In February 2022, through an official statement, Fundación Libertad y Desarrollo informs about its internationalization, with the creation of offices in the state of Florida, in the United States, as well as in the city of Madrid, in Spain. This expansion aims to bring the analysis of institutional issues and the promotion of free societies to an Ibero-American spectrum.

==Awards and honors==
In 2012, the Power Awards and the American Business Council Foundation of the United States recognized the efforts and trajectory of Gutiérrez by giving him the award “Empowering Democracy".

In 2014, King Felipe VI of Spain, awarded the Order of Civil Merit in Commendation to Gutiérrez.

He is also a founder and trustee of the School of Government in Guatemala.

In September 2019, he was selected by Summa Magazine as the business leader with the best reputation in Central America.

In July 2020, he was featured in Forbes Central America] magazine where, he reaffirmed the need for Central American integration as the only formula for the development of the region and to mitigate the impact of the COVID-19 crisis.

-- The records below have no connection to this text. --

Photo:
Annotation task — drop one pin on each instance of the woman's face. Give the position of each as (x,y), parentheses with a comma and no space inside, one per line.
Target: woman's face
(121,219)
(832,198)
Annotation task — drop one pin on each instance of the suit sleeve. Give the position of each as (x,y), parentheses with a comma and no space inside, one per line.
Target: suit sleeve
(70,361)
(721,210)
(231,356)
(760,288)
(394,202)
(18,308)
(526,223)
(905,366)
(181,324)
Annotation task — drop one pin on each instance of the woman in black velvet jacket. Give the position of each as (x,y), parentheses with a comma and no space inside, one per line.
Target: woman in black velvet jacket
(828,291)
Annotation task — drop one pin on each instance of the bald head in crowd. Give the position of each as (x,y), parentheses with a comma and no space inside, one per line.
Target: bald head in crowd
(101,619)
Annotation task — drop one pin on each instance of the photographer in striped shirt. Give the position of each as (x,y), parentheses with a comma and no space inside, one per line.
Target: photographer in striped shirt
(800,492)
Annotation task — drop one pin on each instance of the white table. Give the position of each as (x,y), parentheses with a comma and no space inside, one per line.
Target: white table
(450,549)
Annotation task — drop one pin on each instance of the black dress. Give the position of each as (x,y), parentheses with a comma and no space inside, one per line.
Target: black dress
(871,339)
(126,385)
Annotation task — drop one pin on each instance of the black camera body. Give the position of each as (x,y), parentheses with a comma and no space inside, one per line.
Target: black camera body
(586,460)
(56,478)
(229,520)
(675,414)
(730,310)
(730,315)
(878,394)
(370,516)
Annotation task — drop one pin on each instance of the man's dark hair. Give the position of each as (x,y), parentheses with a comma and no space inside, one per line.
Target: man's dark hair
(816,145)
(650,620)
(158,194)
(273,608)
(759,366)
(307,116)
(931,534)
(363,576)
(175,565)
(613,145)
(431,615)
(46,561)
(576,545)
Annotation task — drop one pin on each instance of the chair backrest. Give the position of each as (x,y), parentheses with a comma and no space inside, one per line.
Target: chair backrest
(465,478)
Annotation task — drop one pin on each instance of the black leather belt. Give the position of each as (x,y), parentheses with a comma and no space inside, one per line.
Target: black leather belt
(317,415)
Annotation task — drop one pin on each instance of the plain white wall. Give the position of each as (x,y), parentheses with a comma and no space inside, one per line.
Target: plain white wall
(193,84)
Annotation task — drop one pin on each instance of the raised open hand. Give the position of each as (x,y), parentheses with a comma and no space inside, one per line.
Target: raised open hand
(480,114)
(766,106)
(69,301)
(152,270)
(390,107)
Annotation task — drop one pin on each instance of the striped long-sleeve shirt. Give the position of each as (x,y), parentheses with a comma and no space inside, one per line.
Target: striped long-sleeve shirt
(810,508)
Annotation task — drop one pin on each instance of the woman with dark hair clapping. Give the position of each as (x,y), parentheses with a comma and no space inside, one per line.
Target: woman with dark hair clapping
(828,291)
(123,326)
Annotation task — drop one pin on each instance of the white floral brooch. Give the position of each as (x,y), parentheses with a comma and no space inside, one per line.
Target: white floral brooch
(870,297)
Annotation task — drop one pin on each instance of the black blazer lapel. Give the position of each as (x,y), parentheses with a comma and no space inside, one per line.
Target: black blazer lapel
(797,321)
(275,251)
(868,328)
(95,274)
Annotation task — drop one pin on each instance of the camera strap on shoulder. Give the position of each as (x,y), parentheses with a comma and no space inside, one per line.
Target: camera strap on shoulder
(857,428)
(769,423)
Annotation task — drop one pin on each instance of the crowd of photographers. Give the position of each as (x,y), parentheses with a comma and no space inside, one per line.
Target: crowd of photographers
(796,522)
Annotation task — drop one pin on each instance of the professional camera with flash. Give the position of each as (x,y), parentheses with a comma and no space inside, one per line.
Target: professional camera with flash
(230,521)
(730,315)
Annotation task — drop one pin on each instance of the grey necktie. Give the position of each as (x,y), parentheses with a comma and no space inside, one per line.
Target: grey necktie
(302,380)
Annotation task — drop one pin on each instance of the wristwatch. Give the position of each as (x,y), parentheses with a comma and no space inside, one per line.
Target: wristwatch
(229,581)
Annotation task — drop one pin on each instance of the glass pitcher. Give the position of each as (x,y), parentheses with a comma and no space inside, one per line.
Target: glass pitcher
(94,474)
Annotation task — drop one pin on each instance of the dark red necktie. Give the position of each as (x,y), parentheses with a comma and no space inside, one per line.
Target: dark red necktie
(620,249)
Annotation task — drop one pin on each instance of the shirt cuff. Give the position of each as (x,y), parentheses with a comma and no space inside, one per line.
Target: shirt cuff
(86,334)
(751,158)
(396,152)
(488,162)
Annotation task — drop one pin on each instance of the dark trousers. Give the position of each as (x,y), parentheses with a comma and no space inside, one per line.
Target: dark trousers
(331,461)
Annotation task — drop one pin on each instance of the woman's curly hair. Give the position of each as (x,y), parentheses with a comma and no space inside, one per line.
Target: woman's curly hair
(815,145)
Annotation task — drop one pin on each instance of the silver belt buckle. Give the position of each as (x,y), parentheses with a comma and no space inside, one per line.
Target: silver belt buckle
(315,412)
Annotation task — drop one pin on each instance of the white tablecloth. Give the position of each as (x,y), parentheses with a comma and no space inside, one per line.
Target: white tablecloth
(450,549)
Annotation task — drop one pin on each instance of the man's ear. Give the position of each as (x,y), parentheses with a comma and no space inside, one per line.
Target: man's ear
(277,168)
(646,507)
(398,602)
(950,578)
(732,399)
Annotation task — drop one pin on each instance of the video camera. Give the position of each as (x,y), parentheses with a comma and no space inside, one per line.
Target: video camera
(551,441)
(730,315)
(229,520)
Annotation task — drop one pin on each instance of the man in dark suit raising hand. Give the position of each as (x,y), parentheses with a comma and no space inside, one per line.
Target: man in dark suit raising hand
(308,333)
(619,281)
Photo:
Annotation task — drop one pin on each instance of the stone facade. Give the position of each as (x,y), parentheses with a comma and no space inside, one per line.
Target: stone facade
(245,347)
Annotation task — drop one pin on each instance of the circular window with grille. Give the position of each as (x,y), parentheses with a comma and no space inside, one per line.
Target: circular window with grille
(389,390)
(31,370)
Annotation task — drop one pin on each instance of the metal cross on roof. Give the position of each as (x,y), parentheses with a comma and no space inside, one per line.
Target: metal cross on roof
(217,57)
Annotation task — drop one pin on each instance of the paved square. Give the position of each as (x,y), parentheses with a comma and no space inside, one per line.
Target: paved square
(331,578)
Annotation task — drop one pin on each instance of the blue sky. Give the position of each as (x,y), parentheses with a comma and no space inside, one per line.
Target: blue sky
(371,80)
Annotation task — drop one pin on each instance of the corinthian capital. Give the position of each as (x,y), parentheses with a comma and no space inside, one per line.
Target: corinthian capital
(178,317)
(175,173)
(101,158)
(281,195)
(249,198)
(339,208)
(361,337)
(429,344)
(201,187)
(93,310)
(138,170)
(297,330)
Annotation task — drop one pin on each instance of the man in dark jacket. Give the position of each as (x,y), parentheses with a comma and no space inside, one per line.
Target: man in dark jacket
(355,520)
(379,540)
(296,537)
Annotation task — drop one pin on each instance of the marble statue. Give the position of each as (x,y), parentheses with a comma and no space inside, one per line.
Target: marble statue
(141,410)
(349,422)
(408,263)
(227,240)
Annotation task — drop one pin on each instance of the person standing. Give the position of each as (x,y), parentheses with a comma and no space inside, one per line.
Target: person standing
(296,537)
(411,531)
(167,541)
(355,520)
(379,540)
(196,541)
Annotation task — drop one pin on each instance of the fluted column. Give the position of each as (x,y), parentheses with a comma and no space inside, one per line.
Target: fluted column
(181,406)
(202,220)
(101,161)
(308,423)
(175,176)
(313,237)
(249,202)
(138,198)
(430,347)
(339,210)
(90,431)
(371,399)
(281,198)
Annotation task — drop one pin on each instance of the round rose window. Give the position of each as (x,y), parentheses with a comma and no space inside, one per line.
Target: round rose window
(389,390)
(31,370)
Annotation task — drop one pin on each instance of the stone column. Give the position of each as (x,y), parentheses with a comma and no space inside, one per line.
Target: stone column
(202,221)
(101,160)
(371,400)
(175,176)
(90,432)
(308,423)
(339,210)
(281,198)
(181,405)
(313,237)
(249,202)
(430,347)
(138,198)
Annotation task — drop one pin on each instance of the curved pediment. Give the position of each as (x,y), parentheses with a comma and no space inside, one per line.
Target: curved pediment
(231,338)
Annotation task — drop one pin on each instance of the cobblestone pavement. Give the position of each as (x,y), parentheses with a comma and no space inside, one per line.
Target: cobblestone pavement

In February 2021 he became the only Latin American on the Freedom House Board of Trustees. He is also a member of the Advisory Council of the Bush Institute in Dallas, Texas.

In September 2024, Dionisio Gutierrez appeared as one of the most influential leaders in Latin America according to Bloomberg.

In 2025, Gutiérrez was awarded the Enrique V. Iglesias Award, a recognition that highlights the work of personalities who make an extraordinary contribution to the evolution and development of Ibero-American countries, as well as to the promotion of an inclusive spirit that enables the sharing of common challenges and values.

In May 2026, during the institution’s 85th anniversary celebration, Freedom House honored Dr. Gutiérrez with the 2026 Beacon Award for his leadership at the helm of the Fundación Libertad y Desarrollo and for his decades-long commitment to promoting principled public debate, institutional integrity, and individual freedom. The previous year, the same award was presented to the government of Taiwan for its defense of democracy in the face of growing authoritarian threats.